We are calling for legislation that would raise the pay of direct-care workers employed by DDS corporate providers to $25 per hour.

Work opportunities needed in congregate care settings

In the wake of the closures of all sheltered workshop programs in Massachusetts as of 2016, we are calling for legislation authorizing the introduction of work opportunities for individuals in community-based day programs.

The last time such legislation was proposed appears to have been in 2019 in the form of then H.88. That legislation, however, did not make it out of committee.

Safeguards and corrections needed in Supported Decision Making legislation

During the last legislative session, identical Supported Decision Making (SDM) bills came close to final enactment, but the bills died in the House Rules and House Ways and Means Committees respectively at the end of the session. We had raised numerous concerns about the bills with those and a number of other legislative committees.

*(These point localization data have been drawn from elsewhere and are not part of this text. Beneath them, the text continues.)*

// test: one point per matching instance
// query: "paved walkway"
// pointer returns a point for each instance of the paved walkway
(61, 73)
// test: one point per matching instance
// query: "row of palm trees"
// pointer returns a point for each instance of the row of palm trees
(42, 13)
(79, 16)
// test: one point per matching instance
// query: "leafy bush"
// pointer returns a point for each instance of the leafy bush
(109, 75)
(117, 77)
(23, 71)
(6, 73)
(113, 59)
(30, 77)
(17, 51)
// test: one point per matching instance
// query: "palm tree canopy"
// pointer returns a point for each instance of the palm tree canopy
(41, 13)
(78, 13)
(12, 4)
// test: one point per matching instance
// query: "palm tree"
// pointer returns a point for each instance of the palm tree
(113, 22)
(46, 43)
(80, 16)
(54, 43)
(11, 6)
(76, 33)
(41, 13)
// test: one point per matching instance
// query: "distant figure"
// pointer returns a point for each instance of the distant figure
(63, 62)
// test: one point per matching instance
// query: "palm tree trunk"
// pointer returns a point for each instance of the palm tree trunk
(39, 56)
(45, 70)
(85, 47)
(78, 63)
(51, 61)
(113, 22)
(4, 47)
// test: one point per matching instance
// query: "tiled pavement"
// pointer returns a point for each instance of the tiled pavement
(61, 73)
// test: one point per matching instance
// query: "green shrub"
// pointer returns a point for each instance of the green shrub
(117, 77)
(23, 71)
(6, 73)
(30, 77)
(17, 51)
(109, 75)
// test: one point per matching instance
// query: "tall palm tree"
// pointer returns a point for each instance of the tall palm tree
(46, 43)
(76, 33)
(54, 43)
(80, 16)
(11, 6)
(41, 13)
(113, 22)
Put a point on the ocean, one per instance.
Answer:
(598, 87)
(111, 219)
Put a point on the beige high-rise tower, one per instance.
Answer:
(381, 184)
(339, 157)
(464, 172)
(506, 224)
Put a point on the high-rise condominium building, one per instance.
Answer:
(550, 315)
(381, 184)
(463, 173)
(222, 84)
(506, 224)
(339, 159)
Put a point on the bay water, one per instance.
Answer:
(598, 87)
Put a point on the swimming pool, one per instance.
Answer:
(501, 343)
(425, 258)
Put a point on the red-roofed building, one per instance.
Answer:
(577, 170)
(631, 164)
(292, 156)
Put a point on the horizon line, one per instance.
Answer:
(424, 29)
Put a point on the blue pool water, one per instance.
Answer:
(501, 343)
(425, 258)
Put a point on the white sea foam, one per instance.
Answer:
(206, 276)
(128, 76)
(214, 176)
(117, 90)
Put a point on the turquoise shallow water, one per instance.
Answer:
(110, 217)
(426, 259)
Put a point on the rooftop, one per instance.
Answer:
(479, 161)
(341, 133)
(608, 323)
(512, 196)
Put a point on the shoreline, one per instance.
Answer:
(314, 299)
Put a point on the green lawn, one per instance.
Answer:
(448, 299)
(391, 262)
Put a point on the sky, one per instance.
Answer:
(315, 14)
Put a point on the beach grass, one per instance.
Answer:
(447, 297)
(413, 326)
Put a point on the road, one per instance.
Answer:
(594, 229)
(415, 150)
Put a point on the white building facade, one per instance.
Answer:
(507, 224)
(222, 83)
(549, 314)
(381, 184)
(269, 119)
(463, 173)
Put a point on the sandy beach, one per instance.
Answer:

We expect the same SDM legislation will be refiled in the current session. We intend to raise similar objections to the bills unless they are redrafted to correct serious flaws.

SDM reflects a growing movement to restrict guardianships of persons with I/DD and replace those guardians with “networks” of more informal advisors. While SDM can hold promise for some high-functioning individuals, and we would support its adoption only with adequate safeguards, particularly safeguards against the potential marginalization of family members.